I have question for you guys...i tryed but i couldn't
here is the question.

1.A salmon is swimming upstream to return to its birthplace in order to mate.along the way,she encounters a small waterfall 0.8m tall.she jumps out of the water with a velocity of 5m/s.

A) what is the minimum distance she can be from the waterfall?
B)At what angle must she leave the water?

Here is what i did
here velocity is 5m/s and vertical distnce will be 0.8m and gravity will be 9.8

I use verrtical and horizontal formula which is
y=vt+1/2gt^2
and X=vt

here is where i couldn't solve
how can i find velocity of y and x without knowing the angle .
i know velocity of y=sin(angle) *5m/s
X=cos(angle)5m/s
AND i don't even have the time

thanks.

 

[Almanzo]

To jump to a certain height, she must start out with a certain kinetic energy, equal to the potential energy she will have on reaching that height. Her mass is unimportant, because if (1/2)mv² = mgh, then (1/2)v² = gh

Happily, the kinetic energy for vertical and horizontal motion add, by Pythagoras.
v_x²+v_y²=v².

So you calculate the total energy, and you calculate the fraction of that energy needed to reach the desired height, and the square root of that fraction will be the sine of the angle she must jump. The square root of the fraction not needed will be the cosine. The square root of their quotient will be the tangent.

5 m/s squared and halved gives 12.5 m²/s².
0.8 m height times 10 m/s² (the acceleration of gravity) gives 8 m²/s².

So the fraction needed is 16/25, the fraction not needed is therefore 9/25.
The sine is 4/5, the cosine is 3/5, the tangent is 4/3. From this the angle can be found in a table.

If a gravity of 9.81 m/s² is to be used, things become more complex, but essentially similar.

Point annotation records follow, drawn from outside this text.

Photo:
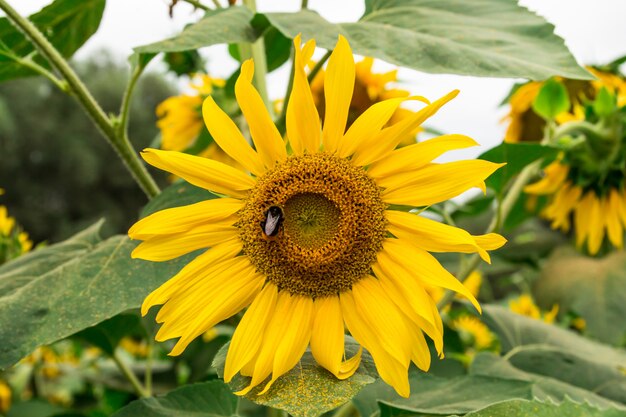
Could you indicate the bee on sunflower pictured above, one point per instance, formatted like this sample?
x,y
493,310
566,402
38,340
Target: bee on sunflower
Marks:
x,y
343,256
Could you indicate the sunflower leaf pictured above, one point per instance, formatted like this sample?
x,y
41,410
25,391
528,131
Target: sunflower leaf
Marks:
x,y
308,390
67,24
594,289
54,292
492,38
208,399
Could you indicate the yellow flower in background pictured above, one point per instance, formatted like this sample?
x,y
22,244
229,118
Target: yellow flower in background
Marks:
x,y
594,214
526,126
5,397
480,335
525,305
369,88
305,237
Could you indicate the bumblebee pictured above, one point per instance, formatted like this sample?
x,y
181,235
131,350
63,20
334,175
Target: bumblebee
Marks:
x,y
273,222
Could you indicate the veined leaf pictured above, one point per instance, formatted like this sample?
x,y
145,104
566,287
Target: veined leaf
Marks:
x,y
67,24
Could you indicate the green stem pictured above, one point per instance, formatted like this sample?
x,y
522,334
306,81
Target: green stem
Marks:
x,y
503,210
121,145
128,373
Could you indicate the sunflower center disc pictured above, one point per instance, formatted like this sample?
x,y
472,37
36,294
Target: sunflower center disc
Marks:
x,y
333,227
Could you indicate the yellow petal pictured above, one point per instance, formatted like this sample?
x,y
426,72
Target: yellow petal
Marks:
x,y
219,253
414,156
164,248
202,172
327,339
388,139
428,269
267,139
368,125
182,219
303,122
248,336
612,215
431,235
338,88
227,135
435,182
219,302
391,370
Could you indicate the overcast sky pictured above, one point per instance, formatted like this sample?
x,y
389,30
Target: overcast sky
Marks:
x,y
593,30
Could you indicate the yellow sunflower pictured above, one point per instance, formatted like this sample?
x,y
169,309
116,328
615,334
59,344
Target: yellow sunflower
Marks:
x,y
594,214
526,126
369,88
307,237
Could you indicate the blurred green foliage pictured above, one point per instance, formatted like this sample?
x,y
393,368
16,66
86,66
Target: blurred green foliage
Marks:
x,y
58,173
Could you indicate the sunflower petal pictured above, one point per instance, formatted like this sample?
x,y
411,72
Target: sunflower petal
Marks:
x,y
338,88
419,154
202,172
303,121
182,219
267,139
228,137
435,182
388,139
248,336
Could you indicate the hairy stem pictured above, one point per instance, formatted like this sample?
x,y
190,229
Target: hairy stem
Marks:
x,y
121,145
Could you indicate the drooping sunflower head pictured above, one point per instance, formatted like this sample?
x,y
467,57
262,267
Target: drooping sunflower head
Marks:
x,y
524,125
305,234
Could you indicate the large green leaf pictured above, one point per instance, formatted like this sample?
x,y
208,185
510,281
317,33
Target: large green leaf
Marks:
x,y
229,25
308,390
209,399
593,288
542,387
524,408
59,290
493,38
441,396
67,24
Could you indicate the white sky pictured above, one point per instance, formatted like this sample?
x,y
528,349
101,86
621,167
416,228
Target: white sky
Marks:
x,y
593,30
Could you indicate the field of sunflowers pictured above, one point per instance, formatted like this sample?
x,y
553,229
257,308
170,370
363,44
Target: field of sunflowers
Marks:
x,y
178,243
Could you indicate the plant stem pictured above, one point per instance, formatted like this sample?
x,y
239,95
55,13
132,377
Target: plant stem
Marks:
x,y
121,145
257,53
503,211
128,373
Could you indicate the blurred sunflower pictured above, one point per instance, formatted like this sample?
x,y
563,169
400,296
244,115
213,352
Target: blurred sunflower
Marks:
x,y
180,119
369,88
305,238
524,125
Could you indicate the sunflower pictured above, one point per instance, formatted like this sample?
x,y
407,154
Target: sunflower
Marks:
x,y
595,209
369,88
526,126
308,236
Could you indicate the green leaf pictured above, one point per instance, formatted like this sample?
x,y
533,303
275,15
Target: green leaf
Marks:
x,y
67,24
307,390
543,388
208,399
442,396
552,100
523,408
517,156
54,292
107,335
593,288
229,25
495,38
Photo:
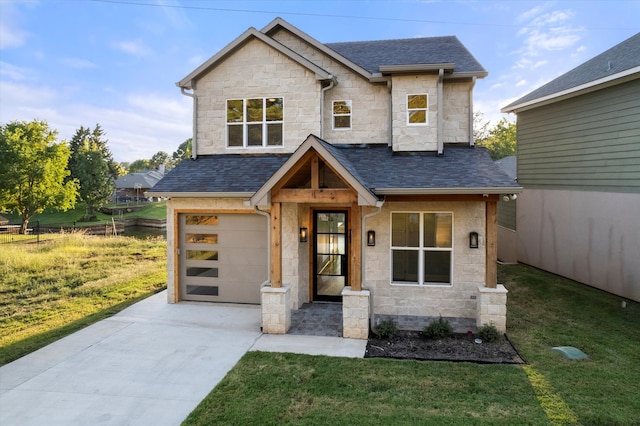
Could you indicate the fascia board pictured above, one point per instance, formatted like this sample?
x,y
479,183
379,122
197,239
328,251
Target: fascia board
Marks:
x,y
252,32
279,22
612,80
410,68
448,191
170,194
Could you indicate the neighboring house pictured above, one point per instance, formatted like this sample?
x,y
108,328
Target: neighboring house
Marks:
x,y
338,172
579,162
132,187
507,241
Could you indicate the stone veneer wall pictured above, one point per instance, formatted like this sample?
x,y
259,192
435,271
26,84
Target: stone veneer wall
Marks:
x,y
457,300
257,70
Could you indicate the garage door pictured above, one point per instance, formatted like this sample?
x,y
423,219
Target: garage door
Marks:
x,y
223,257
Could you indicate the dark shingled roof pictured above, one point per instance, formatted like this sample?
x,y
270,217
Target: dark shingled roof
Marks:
x,y
376,167
370,55
619,58
221,173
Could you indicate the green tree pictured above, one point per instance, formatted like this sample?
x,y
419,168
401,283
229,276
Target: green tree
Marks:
x,y
94,138
92,165
139,165
500,140
182,153
34,169
158,159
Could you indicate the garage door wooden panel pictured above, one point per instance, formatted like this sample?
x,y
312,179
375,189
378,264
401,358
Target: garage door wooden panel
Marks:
x,y
223,257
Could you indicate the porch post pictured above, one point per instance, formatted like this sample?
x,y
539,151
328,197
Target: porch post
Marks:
x,y
276,246
491,278
356,249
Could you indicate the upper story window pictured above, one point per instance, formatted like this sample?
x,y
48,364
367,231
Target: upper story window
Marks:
x,y
341,115
421,248
255,122
417,108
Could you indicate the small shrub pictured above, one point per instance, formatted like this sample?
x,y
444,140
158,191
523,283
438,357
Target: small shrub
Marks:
x,y
387,329
488,333
438,329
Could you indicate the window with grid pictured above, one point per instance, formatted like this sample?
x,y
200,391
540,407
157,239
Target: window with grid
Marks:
x,y
417,108
341,115
255,122
421,248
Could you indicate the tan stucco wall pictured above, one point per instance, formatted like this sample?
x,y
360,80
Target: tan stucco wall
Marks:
x,y
457,300
179,205
257,70
507,245
591,237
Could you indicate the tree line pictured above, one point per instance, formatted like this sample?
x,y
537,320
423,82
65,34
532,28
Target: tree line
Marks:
x,y
40,173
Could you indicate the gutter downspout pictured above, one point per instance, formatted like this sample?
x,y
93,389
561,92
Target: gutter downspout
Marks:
x,y
363,257
390,109
268,216
194,138
440,107
472,141
324,89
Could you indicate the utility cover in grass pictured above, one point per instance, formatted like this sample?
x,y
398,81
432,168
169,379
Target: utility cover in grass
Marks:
x,y
570,352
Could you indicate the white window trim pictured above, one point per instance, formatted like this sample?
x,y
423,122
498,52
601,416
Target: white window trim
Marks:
x,y
420,249
334,115
409,110
245,123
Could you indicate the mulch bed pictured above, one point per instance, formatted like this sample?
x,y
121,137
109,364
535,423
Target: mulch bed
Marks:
x,y
458,347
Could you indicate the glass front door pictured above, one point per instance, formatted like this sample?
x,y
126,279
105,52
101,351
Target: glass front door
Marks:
x,y
330,254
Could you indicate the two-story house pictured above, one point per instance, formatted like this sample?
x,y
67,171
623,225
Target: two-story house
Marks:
x,y
341,172
579,164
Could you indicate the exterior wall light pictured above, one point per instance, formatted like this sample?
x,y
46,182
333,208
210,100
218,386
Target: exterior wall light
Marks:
x,y
473,240
371,238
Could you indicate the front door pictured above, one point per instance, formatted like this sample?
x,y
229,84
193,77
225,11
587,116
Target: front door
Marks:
x,y
330,254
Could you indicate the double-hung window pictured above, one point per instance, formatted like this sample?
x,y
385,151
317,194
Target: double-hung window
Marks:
x,y
421,248
417,108
341,115
255,122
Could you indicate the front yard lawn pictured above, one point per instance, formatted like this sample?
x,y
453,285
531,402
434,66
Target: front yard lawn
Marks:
x,y
543,311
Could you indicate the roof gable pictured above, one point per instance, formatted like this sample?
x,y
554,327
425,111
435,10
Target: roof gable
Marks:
x,y
408,54
365,197
251,33
615,65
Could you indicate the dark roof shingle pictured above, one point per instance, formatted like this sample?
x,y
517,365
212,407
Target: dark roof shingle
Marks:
x,y
370,55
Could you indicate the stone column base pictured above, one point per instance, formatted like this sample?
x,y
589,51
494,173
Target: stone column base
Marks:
x,y
276,309
492,307
355,314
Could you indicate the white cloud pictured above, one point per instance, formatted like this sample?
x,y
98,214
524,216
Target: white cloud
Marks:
x,y
78,63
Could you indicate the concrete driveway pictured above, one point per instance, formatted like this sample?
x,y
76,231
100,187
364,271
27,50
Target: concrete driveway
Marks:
x,y
151,364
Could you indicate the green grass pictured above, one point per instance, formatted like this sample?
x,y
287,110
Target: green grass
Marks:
x,y
148,210
543,311
50,290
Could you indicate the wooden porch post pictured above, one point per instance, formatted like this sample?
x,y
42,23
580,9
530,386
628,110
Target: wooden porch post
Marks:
x,y
491,279
276,246
356,248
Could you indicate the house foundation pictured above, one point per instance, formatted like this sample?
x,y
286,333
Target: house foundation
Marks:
x,y
492,307
276,309
355,313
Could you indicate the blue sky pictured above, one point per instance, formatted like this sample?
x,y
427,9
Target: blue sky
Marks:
x,y
115,62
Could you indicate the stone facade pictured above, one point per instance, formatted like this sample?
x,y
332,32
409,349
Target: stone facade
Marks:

If she is just clearing the fall her mean vertical speed will be half her initial vertical speed. Her vertical speed has linearly decreased to zero from start to end. So she will reach the height in twice the time she would need to reach it if no gravity existed. From this we see that the horizontal distance covered in that time will be twice the cotangent multiplied by the height. The cotangent is 3/4, twice that is 3/2, and the maximum distance is 1.2 meter.